In case you’re wondering, the markers that the linked Wikipedia article (ostensibly based on the Diagnostic and Statistical Manual of Mental Disorders) lists for passive-aggressive personality disorder are as follows:
- passively resists fulfilling routine social and occupational tasks like actually responding to the affirmative case.
- complains of being misunderstood and unappreciated by others as the negative will do when they claim the point of the critique was totally missed.
- is sullen and argumentative, especially the latter.
- unreasonably criticizes and scorns authority, not only by calling our rocket scientists categorically narcissists, but I’m sure they’ll have some unkind things to say about Campbell, Jung, and the APA in defending their critique.
- expresses envy and resentment toward those apparently more fortunate like those of us who have vision and ambition and rockets.
- voices exaggerated and persistent complaints of personal misfortune which is where we get into their nuke war and extinction scenarios.

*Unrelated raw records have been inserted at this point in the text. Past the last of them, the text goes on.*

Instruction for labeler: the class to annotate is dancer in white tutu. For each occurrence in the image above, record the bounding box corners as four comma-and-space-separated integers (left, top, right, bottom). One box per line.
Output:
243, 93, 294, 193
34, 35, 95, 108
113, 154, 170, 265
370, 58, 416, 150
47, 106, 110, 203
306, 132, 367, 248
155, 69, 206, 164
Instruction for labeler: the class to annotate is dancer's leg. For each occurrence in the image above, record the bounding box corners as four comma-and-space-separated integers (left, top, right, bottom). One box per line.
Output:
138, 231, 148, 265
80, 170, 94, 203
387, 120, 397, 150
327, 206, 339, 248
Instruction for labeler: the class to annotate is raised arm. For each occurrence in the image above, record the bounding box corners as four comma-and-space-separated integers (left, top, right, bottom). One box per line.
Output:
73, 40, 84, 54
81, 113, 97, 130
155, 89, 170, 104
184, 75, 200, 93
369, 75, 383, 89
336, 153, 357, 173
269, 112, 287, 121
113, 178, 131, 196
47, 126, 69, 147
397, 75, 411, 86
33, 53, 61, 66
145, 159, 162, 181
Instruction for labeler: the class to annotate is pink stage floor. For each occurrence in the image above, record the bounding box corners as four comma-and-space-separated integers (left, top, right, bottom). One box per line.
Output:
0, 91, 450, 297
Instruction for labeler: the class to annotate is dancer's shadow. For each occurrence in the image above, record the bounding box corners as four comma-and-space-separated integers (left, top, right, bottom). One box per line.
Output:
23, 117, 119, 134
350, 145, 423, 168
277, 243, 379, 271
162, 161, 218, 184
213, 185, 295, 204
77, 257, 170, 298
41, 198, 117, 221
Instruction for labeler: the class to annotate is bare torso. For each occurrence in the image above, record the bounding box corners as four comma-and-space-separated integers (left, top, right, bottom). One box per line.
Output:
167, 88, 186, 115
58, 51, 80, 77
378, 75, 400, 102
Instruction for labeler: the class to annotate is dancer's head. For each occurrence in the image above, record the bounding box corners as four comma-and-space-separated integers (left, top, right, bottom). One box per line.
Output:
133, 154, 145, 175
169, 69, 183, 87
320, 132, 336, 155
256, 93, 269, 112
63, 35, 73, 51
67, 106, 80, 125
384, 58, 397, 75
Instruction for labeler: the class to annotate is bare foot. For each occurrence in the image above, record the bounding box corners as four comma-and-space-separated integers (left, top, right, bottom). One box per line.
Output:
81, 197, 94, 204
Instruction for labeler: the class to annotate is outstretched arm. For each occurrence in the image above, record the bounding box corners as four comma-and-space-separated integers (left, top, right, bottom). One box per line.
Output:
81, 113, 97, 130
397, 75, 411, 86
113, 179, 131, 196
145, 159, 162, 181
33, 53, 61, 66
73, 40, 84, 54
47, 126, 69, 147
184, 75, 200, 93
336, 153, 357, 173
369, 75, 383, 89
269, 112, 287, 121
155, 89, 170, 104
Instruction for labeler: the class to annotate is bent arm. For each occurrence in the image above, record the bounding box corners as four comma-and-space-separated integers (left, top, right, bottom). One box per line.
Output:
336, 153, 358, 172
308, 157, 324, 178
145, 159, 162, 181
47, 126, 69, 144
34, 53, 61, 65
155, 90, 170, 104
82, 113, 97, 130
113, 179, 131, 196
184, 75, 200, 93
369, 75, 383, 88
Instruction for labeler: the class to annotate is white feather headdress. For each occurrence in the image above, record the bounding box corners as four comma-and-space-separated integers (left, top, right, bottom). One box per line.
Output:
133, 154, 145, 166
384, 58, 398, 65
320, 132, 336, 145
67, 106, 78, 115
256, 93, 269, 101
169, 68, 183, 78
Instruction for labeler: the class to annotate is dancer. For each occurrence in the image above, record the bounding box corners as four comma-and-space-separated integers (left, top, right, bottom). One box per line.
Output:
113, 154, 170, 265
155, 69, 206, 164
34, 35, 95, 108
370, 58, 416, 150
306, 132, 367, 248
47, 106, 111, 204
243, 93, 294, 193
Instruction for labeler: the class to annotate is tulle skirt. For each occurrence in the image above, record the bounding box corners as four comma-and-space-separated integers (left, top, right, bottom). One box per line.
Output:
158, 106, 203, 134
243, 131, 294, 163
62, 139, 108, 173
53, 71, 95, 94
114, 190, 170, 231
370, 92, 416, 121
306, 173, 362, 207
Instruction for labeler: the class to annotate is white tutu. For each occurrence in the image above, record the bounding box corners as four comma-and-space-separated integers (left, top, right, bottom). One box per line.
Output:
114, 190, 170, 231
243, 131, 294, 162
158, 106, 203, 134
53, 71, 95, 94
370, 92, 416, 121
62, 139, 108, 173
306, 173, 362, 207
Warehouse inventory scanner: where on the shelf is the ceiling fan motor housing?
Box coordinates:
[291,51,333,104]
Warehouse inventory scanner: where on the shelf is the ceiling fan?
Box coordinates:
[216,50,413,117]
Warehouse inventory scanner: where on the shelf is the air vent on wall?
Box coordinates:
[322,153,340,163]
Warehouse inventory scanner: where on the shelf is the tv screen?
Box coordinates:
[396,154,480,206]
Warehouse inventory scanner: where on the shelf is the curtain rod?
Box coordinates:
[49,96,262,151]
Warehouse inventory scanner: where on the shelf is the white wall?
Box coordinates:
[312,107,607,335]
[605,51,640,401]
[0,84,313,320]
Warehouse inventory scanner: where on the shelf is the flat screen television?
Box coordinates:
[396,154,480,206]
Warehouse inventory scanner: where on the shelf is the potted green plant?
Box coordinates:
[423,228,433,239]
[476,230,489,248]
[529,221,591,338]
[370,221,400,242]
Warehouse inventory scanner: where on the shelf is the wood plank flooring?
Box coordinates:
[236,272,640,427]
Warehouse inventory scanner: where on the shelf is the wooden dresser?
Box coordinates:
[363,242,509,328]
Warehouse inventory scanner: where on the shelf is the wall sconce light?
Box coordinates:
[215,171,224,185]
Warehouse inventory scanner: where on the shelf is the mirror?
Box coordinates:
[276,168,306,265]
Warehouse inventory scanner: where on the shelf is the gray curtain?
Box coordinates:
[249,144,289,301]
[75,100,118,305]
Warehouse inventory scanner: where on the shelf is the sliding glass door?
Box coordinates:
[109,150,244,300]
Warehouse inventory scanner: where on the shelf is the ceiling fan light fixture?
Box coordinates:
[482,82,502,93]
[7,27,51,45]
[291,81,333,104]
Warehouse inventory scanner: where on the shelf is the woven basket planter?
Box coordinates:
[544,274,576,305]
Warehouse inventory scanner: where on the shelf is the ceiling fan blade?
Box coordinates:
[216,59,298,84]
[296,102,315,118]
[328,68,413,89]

- alternates between hostile defiance and contrition… okay, they might not have done this one.
Of course, with only a couple of subtle variations, almost any affirmative I’ve seen this year could run a PAPD critique against negatives. But then again, I’m in Oregon so alternate causality might be in play. Regardless, that’s how you can turn the Space Narcissism critique to claim your status as a mythological creature. Me, I’m a chimera!